The second subsection contains three alternative and newer metrics for distance analysis, local flattening ratio, k-fulfillment, and global flattening ratio. K-fulfillment and local flattening ratio are both metrics that describe local (dis)connection in the network, running either of these algorithms will also add their values to each node. Global flattening ratio is a single value for the entire dataset and represents a measure of the networks spatial tightness (Sarkar et. al, 2019).

Finally, the Group-related functions subsection allows the user to run the Louvain algorithm from Blondel et. al (2008) on the network to identify sub-communities within the node set. The algorithm also displays a number, known as the "Q-value" which represents the strength of the community partition, ranging from -1 to +1.

SSNtools - R Library

The initial intention of this tutorial was to provide an overview of Social Spatial Networking Tools in using the R programming language and the R packages "SSNtools", "tmap" and "igraph". However, the tutorial provided by the creators of the R package is very thorough, particularly in the area of the advanced statistical tools, if this is the type of analysis you would like to complete you can find that tutorial here.
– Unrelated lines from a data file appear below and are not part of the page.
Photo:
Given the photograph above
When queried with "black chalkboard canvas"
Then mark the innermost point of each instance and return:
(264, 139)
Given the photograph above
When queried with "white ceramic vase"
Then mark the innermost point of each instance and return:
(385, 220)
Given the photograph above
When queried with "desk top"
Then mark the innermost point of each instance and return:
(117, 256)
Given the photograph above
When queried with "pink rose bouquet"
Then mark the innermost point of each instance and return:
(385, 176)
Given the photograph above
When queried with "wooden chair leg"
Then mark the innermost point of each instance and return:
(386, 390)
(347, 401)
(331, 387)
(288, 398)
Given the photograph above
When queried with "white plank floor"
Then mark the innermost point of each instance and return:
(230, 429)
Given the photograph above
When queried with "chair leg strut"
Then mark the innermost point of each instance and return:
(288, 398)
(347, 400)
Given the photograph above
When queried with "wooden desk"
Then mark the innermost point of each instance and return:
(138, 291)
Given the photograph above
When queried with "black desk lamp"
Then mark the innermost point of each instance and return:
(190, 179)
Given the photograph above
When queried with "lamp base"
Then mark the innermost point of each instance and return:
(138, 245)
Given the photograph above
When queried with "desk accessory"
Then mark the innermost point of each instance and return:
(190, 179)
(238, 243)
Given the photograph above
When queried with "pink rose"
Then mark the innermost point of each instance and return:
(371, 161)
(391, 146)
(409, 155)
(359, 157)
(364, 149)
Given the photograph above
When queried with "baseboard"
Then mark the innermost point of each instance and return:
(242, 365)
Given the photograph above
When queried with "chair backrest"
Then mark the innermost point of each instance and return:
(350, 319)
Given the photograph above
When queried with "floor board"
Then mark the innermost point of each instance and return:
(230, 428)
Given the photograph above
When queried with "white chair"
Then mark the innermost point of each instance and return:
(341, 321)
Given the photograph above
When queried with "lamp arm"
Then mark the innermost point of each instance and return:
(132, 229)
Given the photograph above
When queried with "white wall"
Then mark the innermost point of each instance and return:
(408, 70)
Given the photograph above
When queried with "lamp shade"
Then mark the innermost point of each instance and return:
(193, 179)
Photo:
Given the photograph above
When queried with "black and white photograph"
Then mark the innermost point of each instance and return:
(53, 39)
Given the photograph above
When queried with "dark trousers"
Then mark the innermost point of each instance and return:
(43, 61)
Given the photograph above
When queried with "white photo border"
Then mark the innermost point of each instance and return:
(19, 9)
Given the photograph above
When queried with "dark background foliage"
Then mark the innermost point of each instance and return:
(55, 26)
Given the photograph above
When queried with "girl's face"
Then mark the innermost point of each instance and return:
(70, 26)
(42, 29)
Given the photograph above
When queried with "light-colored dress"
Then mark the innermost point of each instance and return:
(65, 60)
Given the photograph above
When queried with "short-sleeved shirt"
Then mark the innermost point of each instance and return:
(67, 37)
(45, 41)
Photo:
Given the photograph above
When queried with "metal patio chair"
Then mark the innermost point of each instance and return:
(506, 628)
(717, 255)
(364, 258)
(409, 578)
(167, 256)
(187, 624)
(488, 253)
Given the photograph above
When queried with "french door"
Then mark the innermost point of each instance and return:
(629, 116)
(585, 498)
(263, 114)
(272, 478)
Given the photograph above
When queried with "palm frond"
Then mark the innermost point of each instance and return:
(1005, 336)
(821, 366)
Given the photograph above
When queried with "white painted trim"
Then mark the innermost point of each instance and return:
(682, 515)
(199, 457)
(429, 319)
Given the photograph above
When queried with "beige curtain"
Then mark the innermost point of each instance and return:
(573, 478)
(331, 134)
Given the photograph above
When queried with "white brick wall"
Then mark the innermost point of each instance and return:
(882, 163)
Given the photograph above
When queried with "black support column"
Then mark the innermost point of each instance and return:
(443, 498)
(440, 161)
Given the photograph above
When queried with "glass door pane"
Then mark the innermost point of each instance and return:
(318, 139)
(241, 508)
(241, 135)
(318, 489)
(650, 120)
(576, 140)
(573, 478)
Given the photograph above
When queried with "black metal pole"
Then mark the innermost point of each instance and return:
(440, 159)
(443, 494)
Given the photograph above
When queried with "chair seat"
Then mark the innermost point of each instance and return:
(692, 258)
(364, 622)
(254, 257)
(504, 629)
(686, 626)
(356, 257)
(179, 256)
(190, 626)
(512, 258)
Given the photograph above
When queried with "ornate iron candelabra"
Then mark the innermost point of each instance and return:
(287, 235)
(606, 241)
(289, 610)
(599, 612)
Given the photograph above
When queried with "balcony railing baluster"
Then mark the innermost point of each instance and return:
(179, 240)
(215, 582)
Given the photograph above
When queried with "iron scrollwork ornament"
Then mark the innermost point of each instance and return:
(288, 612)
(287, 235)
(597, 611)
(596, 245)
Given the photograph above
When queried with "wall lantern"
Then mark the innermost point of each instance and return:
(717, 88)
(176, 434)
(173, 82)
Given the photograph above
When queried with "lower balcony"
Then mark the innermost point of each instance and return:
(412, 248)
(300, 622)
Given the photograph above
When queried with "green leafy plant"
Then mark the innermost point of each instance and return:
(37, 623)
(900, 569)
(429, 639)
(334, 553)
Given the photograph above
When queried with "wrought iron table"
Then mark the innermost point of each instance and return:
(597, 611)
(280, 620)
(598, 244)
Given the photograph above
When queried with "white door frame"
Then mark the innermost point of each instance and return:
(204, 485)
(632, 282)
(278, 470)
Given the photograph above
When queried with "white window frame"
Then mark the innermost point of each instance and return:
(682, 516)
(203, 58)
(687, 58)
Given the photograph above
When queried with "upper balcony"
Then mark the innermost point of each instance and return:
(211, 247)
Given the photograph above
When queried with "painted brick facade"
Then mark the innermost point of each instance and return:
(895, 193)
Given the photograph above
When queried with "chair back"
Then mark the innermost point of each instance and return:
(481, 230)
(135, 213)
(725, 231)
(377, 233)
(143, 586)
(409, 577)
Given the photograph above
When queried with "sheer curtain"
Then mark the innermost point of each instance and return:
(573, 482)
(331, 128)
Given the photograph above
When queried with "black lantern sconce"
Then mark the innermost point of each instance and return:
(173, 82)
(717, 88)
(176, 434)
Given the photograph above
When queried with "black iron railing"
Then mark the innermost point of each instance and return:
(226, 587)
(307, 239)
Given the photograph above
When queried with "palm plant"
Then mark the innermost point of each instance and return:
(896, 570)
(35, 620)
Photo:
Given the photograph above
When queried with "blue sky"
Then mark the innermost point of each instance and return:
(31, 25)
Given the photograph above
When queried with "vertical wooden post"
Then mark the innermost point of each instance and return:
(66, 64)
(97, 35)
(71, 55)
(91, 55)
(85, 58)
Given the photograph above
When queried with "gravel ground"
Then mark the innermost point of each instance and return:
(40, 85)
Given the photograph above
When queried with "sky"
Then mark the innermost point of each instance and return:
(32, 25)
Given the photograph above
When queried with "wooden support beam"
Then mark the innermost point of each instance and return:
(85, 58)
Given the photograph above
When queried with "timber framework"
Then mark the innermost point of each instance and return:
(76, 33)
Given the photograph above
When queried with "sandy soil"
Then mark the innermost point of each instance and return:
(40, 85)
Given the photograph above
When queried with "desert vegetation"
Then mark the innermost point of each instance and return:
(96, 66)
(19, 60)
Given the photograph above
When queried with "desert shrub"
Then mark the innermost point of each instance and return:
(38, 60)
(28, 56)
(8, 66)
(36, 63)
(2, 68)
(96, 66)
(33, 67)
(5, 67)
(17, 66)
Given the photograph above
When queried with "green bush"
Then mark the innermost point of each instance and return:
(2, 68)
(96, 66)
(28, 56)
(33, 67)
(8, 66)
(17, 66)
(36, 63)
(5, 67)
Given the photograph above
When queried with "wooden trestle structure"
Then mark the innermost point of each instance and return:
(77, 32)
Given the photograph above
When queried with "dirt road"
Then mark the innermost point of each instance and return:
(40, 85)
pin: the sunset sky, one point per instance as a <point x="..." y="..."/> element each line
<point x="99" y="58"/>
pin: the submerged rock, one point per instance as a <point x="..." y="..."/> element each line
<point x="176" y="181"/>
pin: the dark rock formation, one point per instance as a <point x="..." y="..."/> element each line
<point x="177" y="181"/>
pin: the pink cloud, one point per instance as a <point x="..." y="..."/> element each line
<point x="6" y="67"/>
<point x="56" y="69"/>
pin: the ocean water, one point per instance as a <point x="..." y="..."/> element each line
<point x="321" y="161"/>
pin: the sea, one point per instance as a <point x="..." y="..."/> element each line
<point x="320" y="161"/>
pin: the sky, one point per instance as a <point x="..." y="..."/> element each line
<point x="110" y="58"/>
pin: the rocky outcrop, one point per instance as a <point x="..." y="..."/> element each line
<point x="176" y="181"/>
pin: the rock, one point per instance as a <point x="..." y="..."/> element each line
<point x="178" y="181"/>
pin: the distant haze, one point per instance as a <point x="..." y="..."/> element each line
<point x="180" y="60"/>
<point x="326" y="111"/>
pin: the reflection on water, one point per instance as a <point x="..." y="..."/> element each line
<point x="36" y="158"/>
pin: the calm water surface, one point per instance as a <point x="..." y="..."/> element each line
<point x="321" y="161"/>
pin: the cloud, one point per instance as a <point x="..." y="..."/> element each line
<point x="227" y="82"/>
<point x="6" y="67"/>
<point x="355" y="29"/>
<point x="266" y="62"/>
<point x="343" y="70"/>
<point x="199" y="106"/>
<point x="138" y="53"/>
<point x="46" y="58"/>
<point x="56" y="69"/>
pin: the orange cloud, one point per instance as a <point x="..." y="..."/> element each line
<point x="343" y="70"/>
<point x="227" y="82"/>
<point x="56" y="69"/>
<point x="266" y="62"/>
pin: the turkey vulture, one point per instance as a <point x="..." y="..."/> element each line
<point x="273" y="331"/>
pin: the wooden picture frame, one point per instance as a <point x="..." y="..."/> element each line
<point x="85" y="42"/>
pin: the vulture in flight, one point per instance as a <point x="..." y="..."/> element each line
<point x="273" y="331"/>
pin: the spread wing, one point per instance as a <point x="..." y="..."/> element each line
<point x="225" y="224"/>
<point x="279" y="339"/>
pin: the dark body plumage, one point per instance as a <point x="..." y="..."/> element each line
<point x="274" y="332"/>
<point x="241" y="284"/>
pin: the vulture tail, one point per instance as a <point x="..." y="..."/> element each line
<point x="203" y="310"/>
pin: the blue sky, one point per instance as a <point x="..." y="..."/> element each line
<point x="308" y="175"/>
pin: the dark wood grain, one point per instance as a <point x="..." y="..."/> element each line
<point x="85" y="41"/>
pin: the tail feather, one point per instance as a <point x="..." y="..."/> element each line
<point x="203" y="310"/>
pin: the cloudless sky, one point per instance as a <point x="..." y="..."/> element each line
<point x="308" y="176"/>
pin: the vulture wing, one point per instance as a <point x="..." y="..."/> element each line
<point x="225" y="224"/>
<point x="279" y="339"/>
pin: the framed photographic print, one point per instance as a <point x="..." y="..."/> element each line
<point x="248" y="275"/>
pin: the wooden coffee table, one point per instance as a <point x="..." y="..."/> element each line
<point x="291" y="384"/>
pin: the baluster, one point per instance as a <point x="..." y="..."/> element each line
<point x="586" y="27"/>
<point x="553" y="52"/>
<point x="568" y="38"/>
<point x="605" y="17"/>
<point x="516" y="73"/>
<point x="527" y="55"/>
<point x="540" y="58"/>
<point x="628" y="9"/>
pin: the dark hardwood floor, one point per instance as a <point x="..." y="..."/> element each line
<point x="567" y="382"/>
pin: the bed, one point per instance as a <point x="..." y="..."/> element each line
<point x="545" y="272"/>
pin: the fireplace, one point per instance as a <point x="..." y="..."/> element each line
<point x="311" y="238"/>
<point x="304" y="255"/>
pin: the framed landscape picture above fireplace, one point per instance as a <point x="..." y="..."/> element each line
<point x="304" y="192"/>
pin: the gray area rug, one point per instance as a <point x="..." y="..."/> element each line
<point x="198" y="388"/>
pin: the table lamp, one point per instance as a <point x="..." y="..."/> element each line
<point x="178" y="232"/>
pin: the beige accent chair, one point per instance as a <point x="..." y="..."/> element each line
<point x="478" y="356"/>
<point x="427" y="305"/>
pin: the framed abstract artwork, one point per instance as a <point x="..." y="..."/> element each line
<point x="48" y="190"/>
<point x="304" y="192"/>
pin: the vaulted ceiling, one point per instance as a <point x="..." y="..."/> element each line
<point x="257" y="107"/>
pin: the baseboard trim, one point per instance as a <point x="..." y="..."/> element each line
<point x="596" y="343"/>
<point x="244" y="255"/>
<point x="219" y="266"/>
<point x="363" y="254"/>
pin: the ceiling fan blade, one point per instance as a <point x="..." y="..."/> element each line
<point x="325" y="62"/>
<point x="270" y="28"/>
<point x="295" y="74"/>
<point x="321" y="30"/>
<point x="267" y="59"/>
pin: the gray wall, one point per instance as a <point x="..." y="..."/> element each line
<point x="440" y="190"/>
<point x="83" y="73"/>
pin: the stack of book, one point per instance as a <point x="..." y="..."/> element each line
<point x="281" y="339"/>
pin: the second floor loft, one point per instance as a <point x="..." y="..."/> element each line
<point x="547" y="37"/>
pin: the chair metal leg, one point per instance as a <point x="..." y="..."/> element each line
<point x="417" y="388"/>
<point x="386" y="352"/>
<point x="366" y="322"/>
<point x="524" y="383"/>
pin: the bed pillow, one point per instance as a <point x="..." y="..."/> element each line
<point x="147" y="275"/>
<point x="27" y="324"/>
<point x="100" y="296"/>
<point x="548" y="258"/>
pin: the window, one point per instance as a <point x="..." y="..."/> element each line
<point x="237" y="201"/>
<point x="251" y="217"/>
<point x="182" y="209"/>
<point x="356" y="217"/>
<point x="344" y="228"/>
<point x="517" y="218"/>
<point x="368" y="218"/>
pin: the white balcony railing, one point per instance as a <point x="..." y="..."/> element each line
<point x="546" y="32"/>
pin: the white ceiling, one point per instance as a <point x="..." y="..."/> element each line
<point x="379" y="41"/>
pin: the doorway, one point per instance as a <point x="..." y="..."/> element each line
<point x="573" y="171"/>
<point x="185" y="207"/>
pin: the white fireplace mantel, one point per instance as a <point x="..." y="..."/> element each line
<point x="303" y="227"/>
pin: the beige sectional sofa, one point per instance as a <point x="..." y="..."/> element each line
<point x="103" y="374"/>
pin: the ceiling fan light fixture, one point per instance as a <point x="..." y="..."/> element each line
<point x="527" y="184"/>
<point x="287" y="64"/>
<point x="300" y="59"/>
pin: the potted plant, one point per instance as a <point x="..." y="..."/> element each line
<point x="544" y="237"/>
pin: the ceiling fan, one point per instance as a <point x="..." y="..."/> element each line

Due to this issue the focus on the tutorial changed to examining the visualization capabilities of the SNoMaN web app and the process of creating a SSN dataset. Future expansions to this tutorial may include an overview of the FriendlyCities tutorial that has been scaled down for a beginning audience.

References

Andris, C. (2019). Social Networks. The Geographic Information Science & Technology Body of Knowledge (2nd Quarter 2019 Edition), John P. Wilson (Ed.). DOI: 10.22224/gistbok/2019.2.9.

Andris, C., & Sarkar, D. (2022). Social networks in space. Chapters, 400-415.

Blondel, V.D., Guillaume, J.-L., Lambiotte, R. and Lefebvre, E (2008). Fast unfolding of communities in large networks. Journal of Statistical Mechanics: Theory and Experiment, 2008(10) P10008, 2008.

Bondy, J. A. (1982). Graph theory with applications.

Sarkar, D., Andris, C., Chapman, CA., & Sengupta, R. (2019) Metrics for characterizing network structure and node importance in Spatial Social Networks, International Journal of Geographical Information Science, 33:5, 1017-1039, DOI: 10.1080/13658816.2019.1567736

Tobler, Waldo R. 1970. “A Computer Movie Simulating Urban Growth in the Detroit Region.” Economic Geography (Supplement: Proceedings, International Geographical Union. Commission on Quantitative Methods), 46: 234–240. DOI:10.2307/143141.